Published September 25th, 2016 - 08:11 GMT
 A splurge here or there in terms of making a major purchase, taking a dream trip, or the like is acceptable. What you will need to avoid is anything that will have payments spread over years to come. (File photo)
A splurge here or there in terms of making a major purchase, taking a dream trip, or the like is acceptable. What you will need to avoid is anything that will have payments spread over years to come. (File photo)

A huge pay increase can — and does — happen. And when you get a job that pays substantially more than what you’ve been making, you may be wondering what the best way is to use this money.

In you’ve been living comfortably, your first intuition could be to spend and splurge, which is totally understandable. After all, you’ve earned that pay increase. In the long run, however, it makes more sense to learn how to use this additional income wisely in investment and savings.
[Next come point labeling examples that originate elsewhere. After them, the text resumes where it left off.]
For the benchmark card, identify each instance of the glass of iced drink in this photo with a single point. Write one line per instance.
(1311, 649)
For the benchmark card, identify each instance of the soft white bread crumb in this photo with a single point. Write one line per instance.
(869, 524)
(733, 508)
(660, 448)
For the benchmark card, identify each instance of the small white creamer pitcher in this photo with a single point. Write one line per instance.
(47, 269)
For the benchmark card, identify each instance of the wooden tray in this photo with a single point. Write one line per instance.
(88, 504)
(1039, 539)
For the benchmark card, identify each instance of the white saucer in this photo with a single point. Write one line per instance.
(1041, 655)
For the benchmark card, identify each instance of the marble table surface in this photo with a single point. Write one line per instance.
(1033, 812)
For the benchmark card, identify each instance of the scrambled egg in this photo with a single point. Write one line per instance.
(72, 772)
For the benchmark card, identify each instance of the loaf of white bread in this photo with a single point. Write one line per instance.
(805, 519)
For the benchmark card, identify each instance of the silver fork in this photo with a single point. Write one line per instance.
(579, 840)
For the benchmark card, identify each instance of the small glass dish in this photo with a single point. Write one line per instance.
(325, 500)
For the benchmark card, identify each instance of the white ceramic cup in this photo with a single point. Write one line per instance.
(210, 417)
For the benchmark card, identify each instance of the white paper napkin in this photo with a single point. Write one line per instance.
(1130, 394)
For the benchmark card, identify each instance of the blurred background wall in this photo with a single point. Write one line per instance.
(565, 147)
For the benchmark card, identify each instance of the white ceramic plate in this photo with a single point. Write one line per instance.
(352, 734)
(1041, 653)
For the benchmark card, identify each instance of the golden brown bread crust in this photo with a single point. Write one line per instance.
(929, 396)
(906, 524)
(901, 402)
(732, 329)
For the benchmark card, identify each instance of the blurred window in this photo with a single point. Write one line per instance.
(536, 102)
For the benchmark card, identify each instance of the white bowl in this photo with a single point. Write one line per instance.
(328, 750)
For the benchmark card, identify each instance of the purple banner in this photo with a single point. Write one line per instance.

People who fall in the trap of always upgrading their lifestyles to fit the entirety of their income may be living on the edge of falling in debt at the first hit or crisis.

This doesn’t mean you should be content with your lifestyle and don’t have upgrades here and there. Having a higher living standard can be a reward for your hard work that led to the pay increase and set you on par with your coworkers and social network. While you’re making these upgrades, keep in mind the following.

Sustainability

Not all pay raises are sustainable. Some jobs may offer you an exceptional amount of money that you wouldn’t get somewhere else if you have to change job in the near future. It could be because of the exceptional needs of the employers or job circumstances.

In this case, you should not take this pay increase as a permanent status, and make upgrades that you won’t be able to maintain if you have to change jobs. Remember downgrading will be harder on you and your family. If you get yourself in long financial commitments, you would be stuck in a situation that you are unable to maintain long term. So be realistic about whether your extra income is likely to be there for years to come or not.

If the answer is no, use the extra income wisely in paying off debts or savings. These are the priorities that will have no negative future consequences. A splurge here or there in terms of making a major purchase, taking a dream trip, or the like is acceptable. What you will need to avoid is anything that will have payments spread over years to come.

Priorities

As mentioned, paying off existing debt should take precedence over anything else. But everyone has their own priorities based on the timing of this windfall — among other factors. For example, someone who is sending children to college may use their extra money to pay for tuition. In all cases, you may need to weigh your options, and the costs associated with each.

In short, make sure that you’re aware of how you can best channel the additional income. Taking it for granted can be easy, but if you miss getting your priorities covered, you may find that your additional income isn’t making the type of difference that you expect. Many people are amazed at how expenses can stretch quickly and swallow any additional income. That is why thinking carefully of ways that you can make the best of pay increase is that best route to ensure you get the utmost investment, savings or whatever other goal you’re trying to achieve.

Balance

It is not uncommon for people to plan too much to do with a significant pay raise, especially when the expenses are unplanned and unpredicted. For example, someone who is relocating to a new city with a bigger paycheck may think that the extra money will cover for a higher rent, better schools and ungraded car. With this approach and without planning, the result can be catastrophic, especially if these expenses are coupled with a sentiment that money isn’t an issue.

It doesn’t take much to tip the balance. In this scenario, a higher income actually puts the family at an increased risk of falling into debt or being unable to make ends meet. The key to maintaining this balance is to budget and take any additional expense seriously into consideration.